If we want to know the computed valued at $t = 4$, we can access T.solution to look at its last element.

In [4]:
T.solution[-1]
Out[4]:
(3.999999999999988, [1.4613570428866713])

Sometime, we don't get exact $t$ value because of the way how computers represent float numbers. We can see that $y(4) \approx 1.46$.

Second Order Equation

For example, we try to solve numerically $$\left\{\begin{align*} & y^{\prime\prime} + e^t y^\prime + ty = 3 \sin(2t) \\ & y(0) = 2, y^\prime(0) = 8 \end{align*}\right.$$ over $0 \le t \le 4$.

We set $y_0 = y$ and $y_1 = y^\prime$, then the above differential equation is equivalent to the system $$\left\{\begin{align*} & y_0^\prime = y_1 \\ & y_1^\prime = -ty_0 - e^t y_1 + 3\sin(2t) \\ & y_0(0) = 2, y_1(0) = 8 \end{align*}\right.$$

Rewriting the differential equation in the above equivalent form is necessary for us to define T.function correctly.

In [5]:
def f2(t, y):
    return [y[1], -t*y[0]-exp(t)*y[1] + 3*sin(2*t)]

T.function = f2
T.ode_solve(y_0=[2, 8], t_span=[0, 4], num_points=100)
T.plot_solution()
Out[5]:
In [6]:
T.solution[-1]
Out[6]:
(4.000000000000003, [3.641260138622823, -0.21523301500916253])

At $t = 4$, we have $y(4) = y_0(4) \approx 3.64$ and $y^\prime(4) = y_1(4) \approx -0.22$.

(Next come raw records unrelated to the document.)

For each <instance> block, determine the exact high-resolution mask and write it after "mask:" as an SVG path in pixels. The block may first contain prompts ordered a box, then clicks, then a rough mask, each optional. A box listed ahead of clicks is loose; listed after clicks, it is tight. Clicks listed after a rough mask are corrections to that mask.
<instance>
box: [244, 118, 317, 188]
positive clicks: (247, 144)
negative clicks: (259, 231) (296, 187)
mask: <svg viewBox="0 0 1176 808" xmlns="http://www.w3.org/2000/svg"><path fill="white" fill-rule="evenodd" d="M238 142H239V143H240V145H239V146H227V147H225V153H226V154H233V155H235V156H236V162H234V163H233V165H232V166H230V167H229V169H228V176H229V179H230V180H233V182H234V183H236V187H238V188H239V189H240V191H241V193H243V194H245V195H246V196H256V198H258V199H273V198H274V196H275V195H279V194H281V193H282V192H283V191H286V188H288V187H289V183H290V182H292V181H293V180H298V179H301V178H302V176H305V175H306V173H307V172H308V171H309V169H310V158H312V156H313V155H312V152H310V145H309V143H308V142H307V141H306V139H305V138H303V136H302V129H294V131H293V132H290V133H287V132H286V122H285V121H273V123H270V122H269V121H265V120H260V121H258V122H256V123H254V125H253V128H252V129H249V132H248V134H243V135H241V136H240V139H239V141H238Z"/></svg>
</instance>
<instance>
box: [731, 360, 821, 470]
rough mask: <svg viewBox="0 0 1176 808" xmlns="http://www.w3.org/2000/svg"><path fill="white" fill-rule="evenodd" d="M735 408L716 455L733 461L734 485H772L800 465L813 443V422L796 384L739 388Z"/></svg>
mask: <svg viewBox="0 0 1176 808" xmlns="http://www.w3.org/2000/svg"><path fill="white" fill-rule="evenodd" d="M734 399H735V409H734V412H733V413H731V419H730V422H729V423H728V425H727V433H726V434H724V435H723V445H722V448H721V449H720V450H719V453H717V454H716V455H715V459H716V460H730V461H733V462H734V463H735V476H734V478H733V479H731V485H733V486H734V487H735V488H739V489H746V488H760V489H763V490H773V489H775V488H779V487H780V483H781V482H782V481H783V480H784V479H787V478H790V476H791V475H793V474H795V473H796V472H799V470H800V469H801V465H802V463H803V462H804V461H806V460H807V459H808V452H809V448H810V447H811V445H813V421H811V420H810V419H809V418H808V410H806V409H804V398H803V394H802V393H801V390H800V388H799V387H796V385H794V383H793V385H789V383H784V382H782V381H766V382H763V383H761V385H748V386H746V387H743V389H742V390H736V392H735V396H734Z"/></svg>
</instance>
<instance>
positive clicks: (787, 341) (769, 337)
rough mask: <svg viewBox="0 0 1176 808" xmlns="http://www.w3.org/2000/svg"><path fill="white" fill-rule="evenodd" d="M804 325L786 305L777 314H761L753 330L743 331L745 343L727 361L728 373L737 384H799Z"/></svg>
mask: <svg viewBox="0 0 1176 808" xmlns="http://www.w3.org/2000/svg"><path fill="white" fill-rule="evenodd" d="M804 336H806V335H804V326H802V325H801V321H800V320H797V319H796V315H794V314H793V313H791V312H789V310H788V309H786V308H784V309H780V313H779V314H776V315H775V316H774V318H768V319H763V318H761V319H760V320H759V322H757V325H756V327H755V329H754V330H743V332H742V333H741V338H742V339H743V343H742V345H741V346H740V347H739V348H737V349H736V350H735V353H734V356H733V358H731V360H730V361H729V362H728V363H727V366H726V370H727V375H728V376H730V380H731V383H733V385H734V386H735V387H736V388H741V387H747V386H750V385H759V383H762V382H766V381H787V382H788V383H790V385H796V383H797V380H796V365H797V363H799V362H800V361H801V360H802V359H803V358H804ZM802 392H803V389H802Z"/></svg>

Differential Equation with Parameters

Sometime when we would like to study a differential equation with parameters and try to understand the behavior of the equation when the parameters vary. There is a way in SageMath to define T.function with parameters. Let us look at the following example: $$\left\{\begin{align*} & y^\prime + \epsilon y^2 = t \\ & y(0) = 0 \end{align*}\right.$$ over $0 \le t \le 10$. Analyze $y(10)$ of the equation as $\epsilon \to \infty$.

In [7]:
def f3(t, y, params):
    return [t - params[0] * (y[0]^2)]

We notice an extra argument params in the definition of f above. It is a list of parameters in the defferential equation. If we want to set $\epsilon = 0.2$ in the equation, we just need to pass a list params to T.ode_solve as follows.

In [8]:
T.function = f3
T.ode_solve(y_0=[0], t_span=[0, 10], num_points=100, params=[0.2])
T.plot_solution()
Out[8]:

Since we want to analyze $y(10)$ as $\epsilon$ goes to $\infty$, we can try $\epsilon = 1, 10, 100, 1000, 10000, \dots$ and list the corresponding $y(10)$.

In [9]:
T.function = f3
print 'epsilon \t y(10)'
for i in range(5):
    eps = 10^i
    T.ode_solve(y_0=[0], t_span=[0, 10], num_points=100, params=[eps])
    print eps, '\t\t', T.solution[-1][1][0]

epsilon 	 y(10)
1 		3.13675822167
10 		0.997484135111
100 		0.315977269577
1000 		0.099974984368
10000 		0.0316202761155

We might conclude from this experiment that $y(10) \to 0$ as $\epsilon \to \infty$.